Let's talk about the big bag o' books I brought home from my library yesterday for the summer.  That's a goal too - read my brains out.  Right now, I am reading Dreams in a Time of War by Nguigi Wa Thhiong'o.  This is a SOYAMRG book and has the subtitle of  A Childhood Memoir.  This always makes publishers want to offer this book up to teens in the hope that they will snatch this book up and read it.  While the book is a good one so far, it is not going to catch the eye of the typical teen.  This is a book for adults, one of adult reminiscence on how childhood experiences shaped adulthood. 

I do hope, however, that Stockett's The Help appeals to teens.  It is in my bag o' books for summer reading and it is in the hands of Junior students for summer reading too.  I will be teaching again next year (and being the librarian too...don't ask) and this is one of two books the kids could have read over the summer.  The second is Larsen's Devil in the White City, and absolutely fantastic book.  His newest book, In the Garden of Beasts:  Love, Terror, and An American Family in Hitler's Berlin is not in my bag o' books, but it is in my summer reading pile.  Can't wait for that one!

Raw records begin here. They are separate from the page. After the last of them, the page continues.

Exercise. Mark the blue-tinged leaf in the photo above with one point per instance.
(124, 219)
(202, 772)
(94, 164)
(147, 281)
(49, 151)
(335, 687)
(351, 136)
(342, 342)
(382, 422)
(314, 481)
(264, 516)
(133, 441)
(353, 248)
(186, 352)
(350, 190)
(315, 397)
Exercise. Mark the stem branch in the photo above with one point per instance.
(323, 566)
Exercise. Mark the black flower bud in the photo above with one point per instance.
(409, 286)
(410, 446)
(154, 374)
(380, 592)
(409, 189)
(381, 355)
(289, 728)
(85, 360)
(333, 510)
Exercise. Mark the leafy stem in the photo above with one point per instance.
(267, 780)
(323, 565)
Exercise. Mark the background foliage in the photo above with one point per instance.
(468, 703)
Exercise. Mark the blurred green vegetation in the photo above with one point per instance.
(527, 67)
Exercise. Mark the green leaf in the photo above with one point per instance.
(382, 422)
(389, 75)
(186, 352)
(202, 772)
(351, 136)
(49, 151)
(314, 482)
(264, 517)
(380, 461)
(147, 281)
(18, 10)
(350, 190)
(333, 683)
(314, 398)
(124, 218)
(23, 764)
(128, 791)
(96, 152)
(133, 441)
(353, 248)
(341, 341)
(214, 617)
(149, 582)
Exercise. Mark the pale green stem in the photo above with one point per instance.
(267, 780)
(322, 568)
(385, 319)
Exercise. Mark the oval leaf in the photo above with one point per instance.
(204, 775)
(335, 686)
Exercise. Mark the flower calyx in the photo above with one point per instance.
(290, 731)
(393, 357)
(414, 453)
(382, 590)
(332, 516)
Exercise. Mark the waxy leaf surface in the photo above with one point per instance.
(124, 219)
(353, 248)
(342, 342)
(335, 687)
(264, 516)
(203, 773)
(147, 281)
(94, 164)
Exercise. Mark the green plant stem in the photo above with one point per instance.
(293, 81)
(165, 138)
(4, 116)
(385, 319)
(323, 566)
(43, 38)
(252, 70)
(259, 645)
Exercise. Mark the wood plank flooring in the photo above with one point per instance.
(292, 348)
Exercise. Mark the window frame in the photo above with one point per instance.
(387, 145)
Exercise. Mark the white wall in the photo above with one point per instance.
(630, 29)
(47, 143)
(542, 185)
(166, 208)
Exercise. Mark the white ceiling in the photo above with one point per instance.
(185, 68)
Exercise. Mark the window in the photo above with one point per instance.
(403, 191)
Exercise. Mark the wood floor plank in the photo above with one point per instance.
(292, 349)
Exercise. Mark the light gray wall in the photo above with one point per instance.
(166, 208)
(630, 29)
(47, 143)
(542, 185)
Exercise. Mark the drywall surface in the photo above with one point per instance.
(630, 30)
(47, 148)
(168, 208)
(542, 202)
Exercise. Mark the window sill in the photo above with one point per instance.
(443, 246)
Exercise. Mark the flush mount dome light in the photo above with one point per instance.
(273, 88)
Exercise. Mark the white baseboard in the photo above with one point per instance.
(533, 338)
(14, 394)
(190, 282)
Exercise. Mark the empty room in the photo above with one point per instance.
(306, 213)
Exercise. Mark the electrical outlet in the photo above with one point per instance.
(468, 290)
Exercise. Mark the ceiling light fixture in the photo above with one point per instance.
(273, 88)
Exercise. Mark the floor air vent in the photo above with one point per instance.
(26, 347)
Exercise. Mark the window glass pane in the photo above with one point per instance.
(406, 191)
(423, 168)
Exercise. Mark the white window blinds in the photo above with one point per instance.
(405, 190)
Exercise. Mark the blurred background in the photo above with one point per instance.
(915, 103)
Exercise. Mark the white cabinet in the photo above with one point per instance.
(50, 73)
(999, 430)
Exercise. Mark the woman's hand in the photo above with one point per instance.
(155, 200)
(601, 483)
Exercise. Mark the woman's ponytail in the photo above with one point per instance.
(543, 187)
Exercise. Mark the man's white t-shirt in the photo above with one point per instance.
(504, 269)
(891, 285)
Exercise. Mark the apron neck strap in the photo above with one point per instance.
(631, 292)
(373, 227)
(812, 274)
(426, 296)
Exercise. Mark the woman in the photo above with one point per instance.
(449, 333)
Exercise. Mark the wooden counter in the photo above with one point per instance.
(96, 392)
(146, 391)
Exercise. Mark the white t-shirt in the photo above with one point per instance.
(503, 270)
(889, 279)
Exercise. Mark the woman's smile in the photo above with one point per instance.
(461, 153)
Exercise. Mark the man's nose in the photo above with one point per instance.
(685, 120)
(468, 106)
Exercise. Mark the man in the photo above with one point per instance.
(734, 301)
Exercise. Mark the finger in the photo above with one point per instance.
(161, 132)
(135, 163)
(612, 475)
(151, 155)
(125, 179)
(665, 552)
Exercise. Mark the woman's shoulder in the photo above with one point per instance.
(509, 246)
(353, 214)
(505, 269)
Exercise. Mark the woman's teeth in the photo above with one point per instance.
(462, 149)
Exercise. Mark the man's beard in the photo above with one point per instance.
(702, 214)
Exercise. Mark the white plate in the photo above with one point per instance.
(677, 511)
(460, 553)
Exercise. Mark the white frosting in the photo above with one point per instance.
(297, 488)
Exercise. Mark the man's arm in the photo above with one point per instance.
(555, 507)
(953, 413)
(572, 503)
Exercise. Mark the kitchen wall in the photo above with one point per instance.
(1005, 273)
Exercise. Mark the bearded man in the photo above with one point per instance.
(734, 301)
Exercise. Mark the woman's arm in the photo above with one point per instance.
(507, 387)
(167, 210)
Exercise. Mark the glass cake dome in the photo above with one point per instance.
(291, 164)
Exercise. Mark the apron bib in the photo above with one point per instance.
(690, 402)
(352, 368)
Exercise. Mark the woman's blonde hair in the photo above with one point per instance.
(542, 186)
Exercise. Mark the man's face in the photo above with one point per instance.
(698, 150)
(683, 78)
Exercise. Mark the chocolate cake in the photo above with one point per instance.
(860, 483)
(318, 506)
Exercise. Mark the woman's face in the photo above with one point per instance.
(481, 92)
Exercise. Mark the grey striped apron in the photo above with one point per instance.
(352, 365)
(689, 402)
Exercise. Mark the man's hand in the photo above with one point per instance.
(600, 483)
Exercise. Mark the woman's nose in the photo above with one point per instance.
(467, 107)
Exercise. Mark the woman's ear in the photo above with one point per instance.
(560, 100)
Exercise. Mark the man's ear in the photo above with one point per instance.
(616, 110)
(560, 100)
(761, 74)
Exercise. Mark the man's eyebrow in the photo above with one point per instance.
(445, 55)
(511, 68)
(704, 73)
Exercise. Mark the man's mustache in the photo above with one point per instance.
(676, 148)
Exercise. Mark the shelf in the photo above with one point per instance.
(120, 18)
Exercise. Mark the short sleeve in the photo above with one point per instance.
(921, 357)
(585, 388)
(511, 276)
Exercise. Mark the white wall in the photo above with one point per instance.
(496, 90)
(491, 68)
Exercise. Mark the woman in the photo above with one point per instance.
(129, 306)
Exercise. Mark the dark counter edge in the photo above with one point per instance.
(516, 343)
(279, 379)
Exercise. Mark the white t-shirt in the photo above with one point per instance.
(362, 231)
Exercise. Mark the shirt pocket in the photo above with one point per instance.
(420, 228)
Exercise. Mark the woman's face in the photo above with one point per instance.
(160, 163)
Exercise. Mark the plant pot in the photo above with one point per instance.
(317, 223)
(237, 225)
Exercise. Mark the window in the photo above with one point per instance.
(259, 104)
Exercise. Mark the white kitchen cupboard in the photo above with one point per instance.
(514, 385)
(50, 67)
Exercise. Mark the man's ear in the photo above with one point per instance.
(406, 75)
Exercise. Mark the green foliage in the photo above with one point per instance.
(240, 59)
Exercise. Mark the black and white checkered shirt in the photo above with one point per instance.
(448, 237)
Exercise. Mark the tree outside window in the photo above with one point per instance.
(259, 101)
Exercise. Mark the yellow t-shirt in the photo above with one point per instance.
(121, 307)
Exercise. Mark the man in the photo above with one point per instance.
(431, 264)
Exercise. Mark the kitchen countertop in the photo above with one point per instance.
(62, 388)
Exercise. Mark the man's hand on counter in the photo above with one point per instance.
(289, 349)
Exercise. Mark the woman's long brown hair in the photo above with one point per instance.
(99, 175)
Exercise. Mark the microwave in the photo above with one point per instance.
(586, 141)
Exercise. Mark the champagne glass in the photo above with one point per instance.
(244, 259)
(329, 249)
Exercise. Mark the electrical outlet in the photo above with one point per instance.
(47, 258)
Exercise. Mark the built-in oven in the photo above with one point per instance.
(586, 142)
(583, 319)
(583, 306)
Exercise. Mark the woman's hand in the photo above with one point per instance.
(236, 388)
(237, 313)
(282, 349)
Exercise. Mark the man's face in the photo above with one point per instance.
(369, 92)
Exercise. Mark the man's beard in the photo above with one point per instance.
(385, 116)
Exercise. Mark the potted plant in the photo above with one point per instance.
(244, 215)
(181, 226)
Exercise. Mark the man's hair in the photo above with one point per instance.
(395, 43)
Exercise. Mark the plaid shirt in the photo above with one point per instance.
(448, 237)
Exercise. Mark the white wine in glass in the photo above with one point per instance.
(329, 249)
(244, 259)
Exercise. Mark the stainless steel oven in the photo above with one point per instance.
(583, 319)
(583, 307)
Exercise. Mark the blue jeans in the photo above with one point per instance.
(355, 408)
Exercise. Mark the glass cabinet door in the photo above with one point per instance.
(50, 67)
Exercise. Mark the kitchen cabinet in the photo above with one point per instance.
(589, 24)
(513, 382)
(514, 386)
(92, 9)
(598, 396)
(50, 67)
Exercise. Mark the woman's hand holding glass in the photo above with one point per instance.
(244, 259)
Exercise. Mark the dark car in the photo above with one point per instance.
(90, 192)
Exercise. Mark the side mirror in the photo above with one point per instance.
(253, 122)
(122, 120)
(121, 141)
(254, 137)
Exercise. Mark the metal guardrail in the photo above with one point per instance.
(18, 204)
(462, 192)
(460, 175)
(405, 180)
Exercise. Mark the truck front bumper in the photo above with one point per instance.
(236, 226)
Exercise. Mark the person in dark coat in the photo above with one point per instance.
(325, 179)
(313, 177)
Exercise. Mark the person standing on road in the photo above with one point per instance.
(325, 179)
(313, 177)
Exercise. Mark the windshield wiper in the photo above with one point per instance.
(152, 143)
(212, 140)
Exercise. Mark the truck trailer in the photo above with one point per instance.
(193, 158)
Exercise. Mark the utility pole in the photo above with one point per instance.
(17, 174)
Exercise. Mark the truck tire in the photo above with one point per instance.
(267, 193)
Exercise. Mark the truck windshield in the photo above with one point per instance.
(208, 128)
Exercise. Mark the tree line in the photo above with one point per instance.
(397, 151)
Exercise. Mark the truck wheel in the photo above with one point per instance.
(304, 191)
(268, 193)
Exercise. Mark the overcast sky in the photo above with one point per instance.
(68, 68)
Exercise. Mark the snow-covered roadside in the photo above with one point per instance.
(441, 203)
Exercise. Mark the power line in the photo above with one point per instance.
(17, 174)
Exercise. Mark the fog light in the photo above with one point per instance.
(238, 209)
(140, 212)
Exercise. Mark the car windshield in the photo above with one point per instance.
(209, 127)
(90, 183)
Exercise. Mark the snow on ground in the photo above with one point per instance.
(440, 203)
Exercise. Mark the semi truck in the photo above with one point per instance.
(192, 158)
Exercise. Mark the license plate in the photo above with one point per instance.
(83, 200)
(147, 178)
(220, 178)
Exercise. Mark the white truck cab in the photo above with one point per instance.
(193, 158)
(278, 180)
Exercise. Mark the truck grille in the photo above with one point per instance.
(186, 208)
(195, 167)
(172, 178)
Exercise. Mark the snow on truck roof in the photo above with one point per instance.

Included in my bag o' books:

Steamunk, Baby!:  Airborn, Skybreaker and Starclimber by Kenneth Oppel; Behemoth by Scott Westerfeld (sequel to Leviathan) and the Thirteenth Child by Patricia Wrede.  I am also including the Marbury Lens by Andrew Smith but it may actually go in the Chills -n- Thrills category below.  Love steampunk - it should wind the award for Best New Genre, though it is certainly not new.  It is just that YA books have jumped aboard this airship and are holding on for dear life.  Check out Steampunk Scholar - one of my favorite blogs about this genre.  And look in October in Library Media Connection for my article on YA steampunk!

Award Winners:  Moon Over Manifest by Clare Vanderpool (Newbery), Shipbreaker by Paolo Bacigalupi (Printz Award) and Please Ignore Vera Dietz by A.S. King (Printz Honor Book).  I could also include The Reapers are the Angels by Alden Bell in this category as it is an Alex Award winner, but it is certainly a Chills -n- Thrills too, since it has zombies! and all that!

Chills -n- Thrills:  The Grimm Legacy by Polly Shulman, My Mother She Killed Me, My Father He Ate Me:  Forty New Fairy Tales by really yummy authors like Neil Gaiman, Joyce Carol Oates and Francine Prose, Hearts at Stake by Alyxandra Harvey which is vampires, but has been reviewed as a fresh take on vampire romance.

One Classic:  You Can't Go Home Again by Thomas Wolfe because I try to read at least one every summer. 

Miscellaneous:  (how lame is this category?)  Before I Fall by Lauren Oliver because my new friend Kristina McBride really liked it.

You know what?  I have more books stacked up in that bedroom to read too...but they didn't come home with me in my bag o' books.  My other goal this summer was to start yoga, and really this morning, that should commence.  But it is going to be a hot one today, and there's some dirt I need to play in before the heat is stifling. 

I hope you like my comeback.  It feels good to write again after being squelched.  I gotta say, that overall, my goal this summer is to do what I want as much as I can.  Thanks for letting me start.